当林澈提出要用骰子进行这场一亿的豪赌时,整个赌场瞬间安静得落针可闻。
“咔嗒——”
一位戴着金丝眼镜的老赌客手一抖,雪茄掉在了名贵的地毯上。
“疯了吧?一个亿玩骰子?”
有人小声嘀咕。
“这...这...”
荷官结结巴巴地说不出话来,额头上的汗珠在灯光下闪闪发亮。
他从业二十年,见过无数豪赌。
但用骰子赌一亿的,还是头一遭。
陈榕的脸色阴晴不定。
他死死盯着林澈,试图从这个男人平静的表情中找出什么端倪。
但林澈只是随意地靠在椅背上,手指有节奏地轻敲着桌面。
林澈懒散地靠在椅背上:
“怎么?不敢玩?”
陈榕突然扯出一抹冷笑:“就按你说的,骰子。
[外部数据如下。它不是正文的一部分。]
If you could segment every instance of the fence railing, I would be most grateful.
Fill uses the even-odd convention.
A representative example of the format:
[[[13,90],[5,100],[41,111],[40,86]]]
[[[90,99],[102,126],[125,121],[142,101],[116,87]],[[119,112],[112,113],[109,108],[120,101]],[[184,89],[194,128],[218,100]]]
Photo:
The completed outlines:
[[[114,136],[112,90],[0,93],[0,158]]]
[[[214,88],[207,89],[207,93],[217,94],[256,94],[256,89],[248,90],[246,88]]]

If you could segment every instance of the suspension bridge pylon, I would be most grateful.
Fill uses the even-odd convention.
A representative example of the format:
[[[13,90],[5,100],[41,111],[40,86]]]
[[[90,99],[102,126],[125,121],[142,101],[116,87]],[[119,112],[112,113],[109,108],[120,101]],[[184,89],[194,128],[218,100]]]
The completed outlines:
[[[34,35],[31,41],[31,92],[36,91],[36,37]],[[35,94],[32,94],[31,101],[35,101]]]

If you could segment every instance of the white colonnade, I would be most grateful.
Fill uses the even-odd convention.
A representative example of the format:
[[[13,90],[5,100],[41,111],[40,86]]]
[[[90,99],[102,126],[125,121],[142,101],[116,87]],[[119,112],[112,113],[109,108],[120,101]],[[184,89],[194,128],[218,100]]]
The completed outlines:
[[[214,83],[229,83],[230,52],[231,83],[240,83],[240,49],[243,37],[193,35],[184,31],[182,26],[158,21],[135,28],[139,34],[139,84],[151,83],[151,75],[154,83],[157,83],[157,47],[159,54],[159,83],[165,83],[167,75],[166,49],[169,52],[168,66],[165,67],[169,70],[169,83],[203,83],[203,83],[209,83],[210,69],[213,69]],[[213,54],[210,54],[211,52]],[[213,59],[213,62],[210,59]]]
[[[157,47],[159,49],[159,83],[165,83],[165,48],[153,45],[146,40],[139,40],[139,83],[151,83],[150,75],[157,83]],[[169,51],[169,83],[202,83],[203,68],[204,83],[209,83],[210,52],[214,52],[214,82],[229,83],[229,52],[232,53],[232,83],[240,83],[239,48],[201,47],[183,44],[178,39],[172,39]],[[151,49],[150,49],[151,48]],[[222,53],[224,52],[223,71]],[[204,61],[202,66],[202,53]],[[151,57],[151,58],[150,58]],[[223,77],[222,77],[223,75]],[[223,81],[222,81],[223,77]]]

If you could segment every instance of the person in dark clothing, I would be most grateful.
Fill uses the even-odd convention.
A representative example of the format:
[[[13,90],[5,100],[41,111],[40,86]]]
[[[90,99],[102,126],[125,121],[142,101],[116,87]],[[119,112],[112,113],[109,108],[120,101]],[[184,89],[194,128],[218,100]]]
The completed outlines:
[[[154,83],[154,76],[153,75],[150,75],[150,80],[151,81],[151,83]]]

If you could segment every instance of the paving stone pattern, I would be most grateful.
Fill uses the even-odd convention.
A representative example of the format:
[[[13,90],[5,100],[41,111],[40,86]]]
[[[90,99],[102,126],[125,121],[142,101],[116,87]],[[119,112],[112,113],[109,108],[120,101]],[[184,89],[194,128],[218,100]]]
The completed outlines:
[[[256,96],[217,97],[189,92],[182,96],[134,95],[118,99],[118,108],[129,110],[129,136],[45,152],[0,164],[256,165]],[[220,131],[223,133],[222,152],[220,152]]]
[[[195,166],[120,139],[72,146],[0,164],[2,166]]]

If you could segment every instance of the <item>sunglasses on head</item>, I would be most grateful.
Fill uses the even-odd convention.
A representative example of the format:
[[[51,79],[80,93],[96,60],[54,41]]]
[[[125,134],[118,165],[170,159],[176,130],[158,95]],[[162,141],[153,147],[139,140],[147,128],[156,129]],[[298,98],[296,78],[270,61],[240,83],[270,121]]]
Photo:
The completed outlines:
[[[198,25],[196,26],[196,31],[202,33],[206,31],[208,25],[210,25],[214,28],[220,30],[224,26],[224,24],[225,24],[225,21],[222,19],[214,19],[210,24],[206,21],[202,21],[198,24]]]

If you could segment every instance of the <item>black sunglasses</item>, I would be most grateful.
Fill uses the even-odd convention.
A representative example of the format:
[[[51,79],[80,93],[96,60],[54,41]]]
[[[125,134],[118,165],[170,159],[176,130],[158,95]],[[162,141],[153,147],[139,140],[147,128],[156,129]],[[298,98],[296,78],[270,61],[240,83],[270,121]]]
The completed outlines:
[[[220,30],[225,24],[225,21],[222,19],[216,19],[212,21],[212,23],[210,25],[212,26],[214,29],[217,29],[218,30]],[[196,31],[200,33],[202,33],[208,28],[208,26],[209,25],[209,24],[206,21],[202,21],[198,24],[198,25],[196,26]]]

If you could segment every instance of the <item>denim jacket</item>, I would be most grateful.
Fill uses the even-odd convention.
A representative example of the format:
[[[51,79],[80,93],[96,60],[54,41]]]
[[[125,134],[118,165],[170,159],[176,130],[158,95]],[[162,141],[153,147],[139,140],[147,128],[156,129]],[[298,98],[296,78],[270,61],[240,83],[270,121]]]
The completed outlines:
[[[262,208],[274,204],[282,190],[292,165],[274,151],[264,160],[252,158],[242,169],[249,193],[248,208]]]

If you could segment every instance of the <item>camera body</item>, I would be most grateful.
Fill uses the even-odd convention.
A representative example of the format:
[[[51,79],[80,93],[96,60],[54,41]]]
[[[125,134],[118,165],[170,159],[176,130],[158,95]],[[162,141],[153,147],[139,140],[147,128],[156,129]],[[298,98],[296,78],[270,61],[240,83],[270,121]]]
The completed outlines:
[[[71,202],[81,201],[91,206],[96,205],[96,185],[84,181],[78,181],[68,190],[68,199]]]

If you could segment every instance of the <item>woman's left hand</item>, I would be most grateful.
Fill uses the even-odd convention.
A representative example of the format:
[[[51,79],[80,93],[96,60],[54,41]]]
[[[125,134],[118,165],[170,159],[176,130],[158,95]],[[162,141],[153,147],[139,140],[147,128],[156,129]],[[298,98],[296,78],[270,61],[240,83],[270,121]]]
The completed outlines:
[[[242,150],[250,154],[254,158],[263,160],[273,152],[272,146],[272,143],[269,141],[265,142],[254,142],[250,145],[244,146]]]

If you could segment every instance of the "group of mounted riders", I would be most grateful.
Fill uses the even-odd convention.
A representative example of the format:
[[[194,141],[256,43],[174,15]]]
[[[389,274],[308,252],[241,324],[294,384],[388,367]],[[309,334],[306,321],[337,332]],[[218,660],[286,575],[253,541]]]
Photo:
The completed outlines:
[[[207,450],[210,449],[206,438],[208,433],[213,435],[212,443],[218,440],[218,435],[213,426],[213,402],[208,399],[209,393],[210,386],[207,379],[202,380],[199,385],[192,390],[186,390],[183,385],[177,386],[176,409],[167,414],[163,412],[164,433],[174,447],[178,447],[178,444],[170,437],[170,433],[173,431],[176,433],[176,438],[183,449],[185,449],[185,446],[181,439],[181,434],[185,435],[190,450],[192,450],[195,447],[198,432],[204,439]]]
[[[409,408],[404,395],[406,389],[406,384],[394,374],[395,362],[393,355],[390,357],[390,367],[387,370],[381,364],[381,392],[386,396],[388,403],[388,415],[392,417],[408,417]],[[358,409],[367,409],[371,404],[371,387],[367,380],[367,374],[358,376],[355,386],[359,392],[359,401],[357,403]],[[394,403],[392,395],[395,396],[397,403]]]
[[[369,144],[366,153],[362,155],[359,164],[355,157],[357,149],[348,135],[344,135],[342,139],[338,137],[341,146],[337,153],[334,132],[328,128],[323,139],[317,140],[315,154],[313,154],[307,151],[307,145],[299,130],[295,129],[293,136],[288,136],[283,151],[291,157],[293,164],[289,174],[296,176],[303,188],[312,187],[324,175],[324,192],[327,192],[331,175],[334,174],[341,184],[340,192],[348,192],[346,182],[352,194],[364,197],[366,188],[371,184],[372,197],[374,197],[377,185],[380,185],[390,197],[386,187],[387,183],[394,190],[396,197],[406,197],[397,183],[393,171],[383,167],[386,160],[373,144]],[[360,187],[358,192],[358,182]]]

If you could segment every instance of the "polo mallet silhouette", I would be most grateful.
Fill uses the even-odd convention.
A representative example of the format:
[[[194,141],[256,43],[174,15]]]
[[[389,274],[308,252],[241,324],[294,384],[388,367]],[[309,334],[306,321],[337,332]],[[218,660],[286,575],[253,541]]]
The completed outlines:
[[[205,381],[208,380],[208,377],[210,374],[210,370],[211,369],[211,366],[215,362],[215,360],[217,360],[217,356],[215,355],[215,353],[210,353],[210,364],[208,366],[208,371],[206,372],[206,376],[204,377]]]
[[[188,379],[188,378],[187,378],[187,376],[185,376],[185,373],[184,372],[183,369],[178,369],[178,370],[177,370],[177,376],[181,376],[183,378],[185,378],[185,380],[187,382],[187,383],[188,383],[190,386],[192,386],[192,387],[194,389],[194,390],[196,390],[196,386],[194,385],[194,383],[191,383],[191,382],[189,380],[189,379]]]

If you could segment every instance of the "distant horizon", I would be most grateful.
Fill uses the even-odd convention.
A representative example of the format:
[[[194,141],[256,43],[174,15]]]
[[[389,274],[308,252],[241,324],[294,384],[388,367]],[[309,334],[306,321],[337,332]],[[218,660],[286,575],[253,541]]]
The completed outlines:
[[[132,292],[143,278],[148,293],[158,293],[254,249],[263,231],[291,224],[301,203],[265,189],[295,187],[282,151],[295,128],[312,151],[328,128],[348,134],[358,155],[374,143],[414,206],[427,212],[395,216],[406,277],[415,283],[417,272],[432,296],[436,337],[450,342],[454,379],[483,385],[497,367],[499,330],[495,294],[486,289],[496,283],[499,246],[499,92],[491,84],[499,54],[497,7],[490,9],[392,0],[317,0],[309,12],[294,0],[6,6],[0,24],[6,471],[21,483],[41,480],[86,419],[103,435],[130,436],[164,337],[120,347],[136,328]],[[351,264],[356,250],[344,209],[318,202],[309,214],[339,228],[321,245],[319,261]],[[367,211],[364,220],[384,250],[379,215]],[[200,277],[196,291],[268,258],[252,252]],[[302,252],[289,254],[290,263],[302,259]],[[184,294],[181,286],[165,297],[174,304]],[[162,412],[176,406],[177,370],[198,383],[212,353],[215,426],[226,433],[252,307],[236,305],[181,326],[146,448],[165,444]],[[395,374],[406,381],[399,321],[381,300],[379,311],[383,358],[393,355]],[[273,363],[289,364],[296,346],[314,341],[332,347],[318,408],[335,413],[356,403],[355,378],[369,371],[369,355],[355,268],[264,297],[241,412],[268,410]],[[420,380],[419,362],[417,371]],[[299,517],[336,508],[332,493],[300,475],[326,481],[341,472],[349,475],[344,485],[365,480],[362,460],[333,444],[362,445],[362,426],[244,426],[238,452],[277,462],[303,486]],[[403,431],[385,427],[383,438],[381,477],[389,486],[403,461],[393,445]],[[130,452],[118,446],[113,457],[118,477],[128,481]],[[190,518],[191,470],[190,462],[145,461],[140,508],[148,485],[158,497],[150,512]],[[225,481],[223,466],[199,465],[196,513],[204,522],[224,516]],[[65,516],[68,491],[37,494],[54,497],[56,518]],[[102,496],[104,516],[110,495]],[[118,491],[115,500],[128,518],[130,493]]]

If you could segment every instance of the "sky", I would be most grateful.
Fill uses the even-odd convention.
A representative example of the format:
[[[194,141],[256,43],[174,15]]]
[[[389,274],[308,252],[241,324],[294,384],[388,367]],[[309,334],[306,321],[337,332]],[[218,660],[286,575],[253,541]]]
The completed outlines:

”
他抬手示意,“说规则。”
“每人三个骰子,比点数大小,谁大谁就赢。”林澈随意道。
陈榕点头,朝荷官使了个眼色:
“去拿两个竹筒,六个骰子来。”
赌具很快呈上。
林澈依旧慵懒地瘫在真皮座椅里。
那副闲适的模样让陈榕太阳穴突突首跳。
等输光这一亿,看你还怎么装!
“两位是自己摇骰,还是由我代劳?”穿着笔挺制服的荷官恭敬询问。
“我来我来!”
洛秋婵兴奋地探出身子。
纤纤玉手己经迫不及待地摸向竹筒。
陈榕脸上堆起虚伪的笑容:“能和这么美丽的小姐对赌,是在下的荣幸。”
他微微欠身,作出一副绅士模样。
洛秋婵在心里翻了个大大的白眼,差点没恶心的吐出来。
但表面上还是维持着礼貌的微笑。
只是握着竹筒的手指不自觉地收紧了几分。
竹筒在空中划出优美的弧线。
骰子撞击筒壁的清脆声响彻整个赌厅。
“哗啦——哗啦——”
洛秋婵双手捧着竹筒,像摇奶茶般卖力地晃动着。
发丝随着动作轻轻飞扬。
而陈榕则用专业赌徒的手法,手腕灵巧地翻转。
竹筒在他手中如同活物。
赌场里静得可怕。
所有人都屏住呼吸,眼睛死死盯着那两只上下翻飞的竹筒。
几位资深赌客甚至不自觉地前倾身体,生怕错过任何一个细节。
这一摇,可是一千万的真金白银啊!
“咔嚓——”
有人不小心捏碎了手中的酒杯,却浑然不觉。
角落里,几个老赌棍交换着意味深长的眼神,嘴角挂着讥讽的弧度。
他们心知肚明:这两个生面孔怕是不知道陈少爷的底细。
今天这一亿,怕是要连本带利全部吐出来了。
众人看向浑然不觉的洛秋婵,那雀跃的模样活像只待宰的小白羊。
而陈榕喉结滚动的细微动作,更是让老赌棍们露出猥琐的笑容。
在场谁不知道,陈少最喜欢用赌债“收债”的特别方式...
按照他惯用的“养猪”手法。
接下来会让对方先赢一两局。
等猎物放松警惕押上全部身家时,再一击绝杀。
到时候,要的可不止是钱...
“砰!”
“砰!”
两声闷响,竹筒同时扣在赌桌上。
洛秋婵兴奋得小脸通红,而陈榕的眼中闪过一丝不易察觉的冷笑。